MTV columnist Josh Wigler was disappointed with the presumed alien storyline and believed it to be a "weak episode". Despite liking actor Lance Reddick, Wigler was displeased with his character's increased screentime, believing Broyles works better as an "enigmatic figure". Wigler did however praise the villain's "murderous method of choice", writing "Those who've read my Fringe reviews know that I'm not big on the mystery-of-the-week element, but I have to give this episode some credit for at least making it look good." IGNs Ramsey Isler rated the episode 8.0/10, noting the "great work" done with the CGI and props while at the same time acknowledging the opening was not "particularly exciting". Isler praised Reddick's performance, but continued "besides the Broyles characterization, this episode kind of fell flat. The plot unfolds slowly, and the first sixty percent of this episode is kind of a yawner. The only things that really spice up the story are Walter's antics (which are very amusing, as usual). The monster of the week, an alien stowing away in a Russian cosmonaut's body, isn't all that scary or even malevolent (it's just trying to stay alive by feeding on radiation)."

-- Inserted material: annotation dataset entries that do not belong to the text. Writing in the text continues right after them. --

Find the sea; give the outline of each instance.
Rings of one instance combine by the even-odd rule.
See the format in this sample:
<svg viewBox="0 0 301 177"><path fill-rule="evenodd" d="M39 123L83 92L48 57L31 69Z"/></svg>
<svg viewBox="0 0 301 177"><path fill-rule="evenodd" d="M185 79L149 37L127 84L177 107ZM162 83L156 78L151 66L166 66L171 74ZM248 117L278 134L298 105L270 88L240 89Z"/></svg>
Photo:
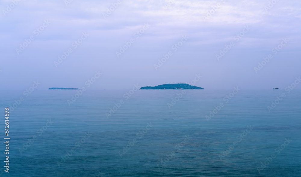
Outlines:
<svg viewBox="0 0 301 177"><path fill-rule="evenodd" d="M300 90L24 92L1 176L301 176Z"/></svg>

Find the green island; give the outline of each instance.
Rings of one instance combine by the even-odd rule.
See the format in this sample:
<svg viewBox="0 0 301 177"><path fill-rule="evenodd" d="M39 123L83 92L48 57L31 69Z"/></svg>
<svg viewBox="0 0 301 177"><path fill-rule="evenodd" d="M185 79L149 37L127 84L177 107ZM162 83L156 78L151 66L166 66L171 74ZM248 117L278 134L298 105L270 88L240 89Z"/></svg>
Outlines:
<svg viewBox="0 0 301 177"><path fill-rule="evenodd" d="M143 87L140 88L140 90L159 90L159 89L204 89L198 87L190 85L187 84L168 84L160 85L155 87Z"/></svg>
<svg viewBox="0 0 301 177"><path fill-rule="evenodd" d="M72 88L52 87L48 89L48 90L81 90L80 89L75 89Z"/></svg>

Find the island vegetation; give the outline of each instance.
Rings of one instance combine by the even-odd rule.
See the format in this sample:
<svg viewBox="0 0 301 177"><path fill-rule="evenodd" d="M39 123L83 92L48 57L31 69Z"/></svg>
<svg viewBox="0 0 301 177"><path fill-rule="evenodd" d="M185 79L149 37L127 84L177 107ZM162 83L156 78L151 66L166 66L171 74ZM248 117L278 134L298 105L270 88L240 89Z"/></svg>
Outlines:
<svg viewBox="0 0 301 177"><path fill-rule="evenodd" d="M141 90L165 90L165 89L204 89L203 88L187 84L168 84L160 85L155 87L143 87Z"/></svg>

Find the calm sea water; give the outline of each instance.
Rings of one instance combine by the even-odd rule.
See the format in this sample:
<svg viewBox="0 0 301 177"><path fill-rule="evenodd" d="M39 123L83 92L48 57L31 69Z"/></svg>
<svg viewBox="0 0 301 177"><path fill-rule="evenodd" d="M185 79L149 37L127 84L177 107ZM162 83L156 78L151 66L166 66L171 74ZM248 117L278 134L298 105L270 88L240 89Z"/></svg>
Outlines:
<svg viewBox="0 0 301 177"><path fill-rule="evenodd" d="M186 90L169 109L181 91L87 90L70 106L75 90L35 90L10 111L9 176L301 176L301 90L241 90L226 102L231 90ZM3 112L23 91L1 92Z"/></svg>

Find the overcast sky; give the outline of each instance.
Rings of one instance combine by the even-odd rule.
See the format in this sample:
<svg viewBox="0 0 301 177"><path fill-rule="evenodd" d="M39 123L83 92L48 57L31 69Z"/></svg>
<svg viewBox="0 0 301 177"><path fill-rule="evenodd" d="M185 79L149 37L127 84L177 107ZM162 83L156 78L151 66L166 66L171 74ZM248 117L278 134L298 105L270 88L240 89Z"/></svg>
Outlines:
<svg viewBox="0 0 301 177"><path fill-rule="evenodd" d="M195 75L205 89L284 89L301 76L299 0L67 1L0 2L0 89L81 88L99 71L89 89Z"/></svg>

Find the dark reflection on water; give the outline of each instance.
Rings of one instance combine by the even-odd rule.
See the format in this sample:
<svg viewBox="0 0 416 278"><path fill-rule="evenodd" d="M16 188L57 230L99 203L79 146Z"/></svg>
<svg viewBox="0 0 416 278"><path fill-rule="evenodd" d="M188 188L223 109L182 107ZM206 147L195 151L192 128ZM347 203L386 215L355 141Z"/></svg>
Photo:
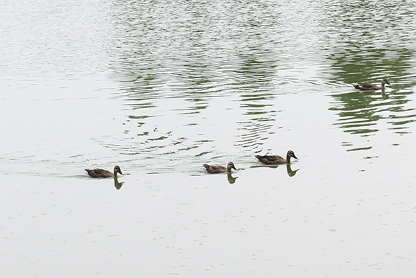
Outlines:
<svg viewBox="0 0 416 278"><path fill-rule="evenodd" d="M279 105L279 94L303 88L320 94L324 84L379 83L382 78L393 85L381 93L351 86L331 94L329 109L339 116L334 124L367 136L385 120L395 132L408 132L415 116L406 96L415 85L415 29L404 26L413 19L413 5L300 5L116 2L111 67L128 119L124 137L103 144L135 155L155 172L187 168L196 161L223 164L229 155L245 159L291 125L285 119L276 126L287 108ZM363 16L368 9L374 16Z"/></svg>
<svg viewBox="0 0 416 278"><path fill-rule="evenodd" d="M386 121L395 132L408 133L416 113L407 98L415 87L413 41L416 8L410 1L327 1L322 26L325 30L330 74L346 84L374 83L387 78L385 90L333 94L331 110L340 119L336 125L345 132L374 135ZM368 16L365 16L367 15ZM371 147L370 147L371 148ZM358 150L368 148L352 148Z"/></svg>
<svg viewBox="0 0 416 278"><path fill-rule="evenodd" d="M117 190L119 190L121 188L121 186L123 186L123 184L124 184L124 182L119 182L119 179L117 178L117 176L115 176L114 177L114 186L116 187L116 189Z"/></svg>
<svg viewBox="0 0 416 278"><path fill-rule="evenodd" d="M233 177L232 176L232 173L227 173L227 180L228 180L228 182L229 184L234 184L236 182L236 180L239 177Z"/></svg>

Writing for The A.V. Club, Noel Murray graded "Earthling" with a B. Unlike Isler, Murray loved the opening, calling it "one of Fringes most effective freak-meets". Murray continued that he believed the episode to be "an efficient action/adventure/horror hour, heavy on suspenseful moments and neat effects, light on character development and progress on the master-plot. When all is said and done and Fringe eventually ends its run, I'm betting that a newcomer will be able to skip 'Earthling' without putting a dent in their overall understanding of the show. But that doesn't mean it wasn't still cool to see people get reduced to dust right in front of our eyes. Jane Boursaw from AOL TV responded negatively to the episode, wishing it had not been yet another "stand-alone creature feature". While praising the special effects, Boursaw expressed disinterest in learning more about Broyles and compared the Fringe case to something already done in The X-Files. She concluded, "Take the creepy alien factor out of it, and this could have been any other police procedural". UGO Networks reviewer Alex Zalben also noted similarities to The X-Files, writing that "the reason [the episode] is weird for Fringe is that, aforementioned evidence aside, they’ve been very careful to avoid the overarching alien mythology X-Files is famous for. Oops."

===Awards and nominations===
The crew responsible for the episode's visual effects, VFX supervisors Jay Worth, Robert Habros, and Andrew Orlaff, and Visual Effects Artist Eric Hance, succeeded in gaining a nomination for their work. "Earthling" was nominated in the "Visual effects in a broadcast series" category at the 8th Annual Visual Effects Society Awards, but lost to the fourth season finale of the science fiction series Battlestar Galactica.